= Motorkhana =

Low-cost form of motorsport, unique to Australia and New Zealand

Motorkhana is a low-cost form of motorsport, unique to Australia and New Zealand but similar to autotesting in the UK and Ireland and gymkhana in the US. It involves manoeuvring a car through tight tests as quickly as possible - one car at a time - on either dirt or bitumen surfaces. This usually requires sliding and spinning the car accurately while maintaining speed through the test course. Some reversing is usually included.

Each test takes from 15 to 60 seconds to complete and is defined by flags. Hitting flags or going the wrong way incur time penalties which are added to the total time. A day’s competition – an event – usually includes 8 to 12 tests. Vehicle speed rarely exceeds 60 km/h (37 mph) but the tightness of the tests ensures the driver is kept very busy.

Most competitors use normal road cars but some use specially built vehicles (motorkhana specials) which are much lighter and have specialised braking systems to facilitate the spin turns. Some motorkhana specials use modified automatic transmissions to facilitate rapid gearchanges between first and reverse gears. They usually use racing slick tyres for bitumen and concrete surfaces.

Awards are made to the driver with the lowest total time in each class.

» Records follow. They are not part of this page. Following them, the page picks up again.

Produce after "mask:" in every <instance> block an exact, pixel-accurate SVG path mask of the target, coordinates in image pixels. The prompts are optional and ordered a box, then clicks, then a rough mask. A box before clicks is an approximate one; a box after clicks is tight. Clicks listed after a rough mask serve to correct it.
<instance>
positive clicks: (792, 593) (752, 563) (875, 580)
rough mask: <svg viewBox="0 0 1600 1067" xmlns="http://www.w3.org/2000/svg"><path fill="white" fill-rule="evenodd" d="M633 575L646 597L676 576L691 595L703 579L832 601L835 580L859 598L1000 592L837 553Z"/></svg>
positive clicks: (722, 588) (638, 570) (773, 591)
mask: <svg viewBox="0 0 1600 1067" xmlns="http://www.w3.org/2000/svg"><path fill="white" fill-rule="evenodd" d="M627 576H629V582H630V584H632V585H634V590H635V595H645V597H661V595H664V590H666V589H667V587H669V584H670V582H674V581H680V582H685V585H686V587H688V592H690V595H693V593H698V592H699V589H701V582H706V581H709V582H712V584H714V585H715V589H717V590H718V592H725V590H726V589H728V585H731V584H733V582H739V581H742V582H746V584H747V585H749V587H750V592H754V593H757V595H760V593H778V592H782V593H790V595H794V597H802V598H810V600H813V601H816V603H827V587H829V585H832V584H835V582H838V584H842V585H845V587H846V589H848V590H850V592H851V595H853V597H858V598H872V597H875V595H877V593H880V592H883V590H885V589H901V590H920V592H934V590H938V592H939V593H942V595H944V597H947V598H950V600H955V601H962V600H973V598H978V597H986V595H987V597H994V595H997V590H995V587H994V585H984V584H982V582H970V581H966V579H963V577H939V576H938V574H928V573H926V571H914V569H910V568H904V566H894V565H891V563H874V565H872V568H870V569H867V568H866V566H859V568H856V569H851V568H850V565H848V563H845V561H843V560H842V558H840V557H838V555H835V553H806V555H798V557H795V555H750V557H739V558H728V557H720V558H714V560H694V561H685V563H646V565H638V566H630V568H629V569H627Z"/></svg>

Classes separate production cars from specials and large production cars from small production cars. There are often classes for female drivers, and for junior drivers as young as 12.

Most Australian motorkhanas are run to the National Motorkhana Code rules. Australian championship and state championship events use tests from the Motorkhana Test booklet which specifies test dimensions, required direction of travel and flag colours. Most championship motorkhanas are run on bitumen or concrete while club events are usually on dirt, grass or mud.